Konut piyasasın özelleştirilmesi konut fiyatları ve kira artışlarıyla tıpkı elektrik üretim ve dağıtım sektörlerinin özelleştirilmesinin sonuçlarına benzer sonuçlar ortaya koyuyor. Konut fiyatları ve kiralar ülkenin en çok konuşulan ve en can yakıcı sorunlarının başında geliyor. 2021 yılında dünya genelinde konut fiyatları yüzde 10,3 artarken bu oran Türkiye için yüzde 108 olarak gerçekleşmiş.
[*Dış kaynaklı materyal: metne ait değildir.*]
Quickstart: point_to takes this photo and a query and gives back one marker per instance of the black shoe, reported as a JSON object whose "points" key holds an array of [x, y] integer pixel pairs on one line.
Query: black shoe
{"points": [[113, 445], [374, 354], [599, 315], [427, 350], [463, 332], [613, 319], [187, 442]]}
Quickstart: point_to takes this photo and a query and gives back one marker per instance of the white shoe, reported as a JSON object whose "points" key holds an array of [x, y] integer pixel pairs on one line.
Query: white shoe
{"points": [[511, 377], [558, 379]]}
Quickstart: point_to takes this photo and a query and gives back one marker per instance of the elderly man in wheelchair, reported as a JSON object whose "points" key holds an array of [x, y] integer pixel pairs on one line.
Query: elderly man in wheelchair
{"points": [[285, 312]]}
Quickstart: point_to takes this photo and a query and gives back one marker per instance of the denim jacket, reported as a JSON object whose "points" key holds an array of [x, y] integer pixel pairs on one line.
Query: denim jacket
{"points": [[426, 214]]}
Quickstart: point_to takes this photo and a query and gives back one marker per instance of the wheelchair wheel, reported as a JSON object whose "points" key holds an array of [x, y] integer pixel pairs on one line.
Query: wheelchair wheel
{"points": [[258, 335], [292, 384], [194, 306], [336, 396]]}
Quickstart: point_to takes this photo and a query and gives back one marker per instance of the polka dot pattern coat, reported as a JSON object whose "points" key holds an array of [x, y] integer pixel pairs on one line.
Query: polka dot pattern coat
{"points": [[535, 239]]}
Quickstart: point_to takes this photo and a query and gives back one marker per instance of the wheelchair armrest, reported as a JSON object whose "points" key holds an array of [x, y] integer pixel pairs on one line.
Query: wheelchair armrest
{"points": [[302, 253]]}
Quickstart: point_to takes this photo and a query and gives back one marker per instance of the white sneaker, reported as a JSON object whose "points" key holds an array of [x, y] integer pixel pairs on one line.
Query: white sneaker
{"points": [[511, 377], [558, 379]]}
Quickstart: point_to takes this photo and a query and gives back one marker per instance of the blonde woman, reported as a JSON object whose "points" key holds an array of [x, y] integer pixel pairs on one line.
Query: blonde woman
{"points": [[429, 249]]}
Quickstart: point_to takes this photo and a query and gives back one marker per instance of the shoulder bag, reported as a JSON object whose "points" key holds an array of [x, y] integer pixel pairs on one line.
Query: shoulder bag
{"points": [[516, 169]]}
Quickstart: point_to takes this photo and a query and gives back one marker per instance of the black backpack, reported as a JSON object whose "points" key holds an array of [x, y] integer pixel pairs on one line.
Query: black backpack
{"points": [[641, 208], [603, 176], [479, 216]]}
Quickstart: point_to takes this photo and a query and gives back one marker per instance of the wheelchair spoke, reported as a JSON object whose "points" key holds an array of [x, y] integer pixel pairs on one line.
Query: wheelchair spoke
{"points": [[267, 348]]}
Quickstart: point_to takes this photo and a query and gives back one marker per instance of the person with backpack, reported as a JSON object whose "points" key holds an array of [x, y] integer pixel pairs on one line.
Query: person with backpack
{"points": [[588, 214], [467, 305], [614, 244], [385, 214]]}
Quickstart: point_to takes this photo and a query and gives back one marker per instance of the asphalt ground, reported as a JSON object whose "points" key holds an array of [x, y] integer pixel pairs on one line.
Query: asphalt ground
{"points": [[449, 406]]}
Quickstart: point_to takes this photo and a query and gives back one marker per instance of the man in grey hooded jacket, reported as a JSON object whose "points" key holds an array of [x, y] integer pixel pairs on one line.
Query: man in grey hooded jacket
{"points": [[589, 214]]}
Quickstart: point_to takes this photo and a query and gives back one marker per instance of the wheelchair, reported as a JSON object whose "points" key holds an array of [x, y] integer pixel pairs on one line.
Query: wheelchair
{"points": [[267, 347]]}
Hemen akla arzın talebi karşılayamaması gelebilir. Ama Önder Algedik, TÜİK’in düzenli yayınladığı “yapı kullanım izin belgesi” ve “ilk el konut satışı” verileri üzerinden yaptığı analizle Türkiye’de 2 milyondan fazla boş konut olduğunu Boş Kent; Harç Bitti yazısıyla oraya koymuş. Yani 6 milyon nüfusun barınma ihtiyacını çözecek kapasitede konut stokumuz var! Tıpkı elektrik enerjisi kurulu gücümüzün neredeyse yarısına yakın kapasite fazlası olması ama ne hikmetse bir yılda elektrik piyasa fiyatının üç kat artması gibi!
Barınma ihtiyacının karşılanmasında bir taraftan arsa tahsisleri ve imar kolaylıkları gibi TOKİ’ye sağlanan imtiyazlarla satılık sosyal konut bolluğu, diğer taraftan da yerel yönetimlerin yüksek getirisi nedeniyle imar artışlarına, yeni alanların imara açılmasına, usulsüz imar uygulamalara destek vermeleriyle “Boş Kent” kavramının içinin TOKİ – Belediye iş birliği ile doldurulduğunu söyleyebiliriz.
Boş Kent verileri ortadayken yıllık 1,4 milyonu geçen konut satışlarına rağmen konut sahipliği oranının düştüğü, mevcut konut sahiplerinin yeni konutlara da talip oldukları TÜİK verilerinde görülüyor. Artan konut satışları ve artan inşaatlara rağmen azalan konut sahipliği oranından çıkartabileceğimiz sonuç; ortada bir mülksüzleştirme operasyonu olduğudur. Mülksüzleştirme operasyonunun iki temel dayanağından söz edebiliriz;
İlki; obezite sınırını aşarak krize giren inşaat sektörüne kaynak aktarmak üzere, İktidarın yılda 250 bin konut diye duyurduğu ilk evim ve 1 milyon adet arsa satışı ile bu satışlar için sermaye sahiplerine seferber edilen ucuz kredi olanakları,
İkincisi; kentsel dönüşüm adı altında sürdürülen mülksüzleştirme, yoksullaştırma uygulamaları ile insanların yerinden yurdundan edilmesi, kamulaştırma bedellerinin ya hiç ya da mevcut piyasa koşullarının çok altında ödenmesi.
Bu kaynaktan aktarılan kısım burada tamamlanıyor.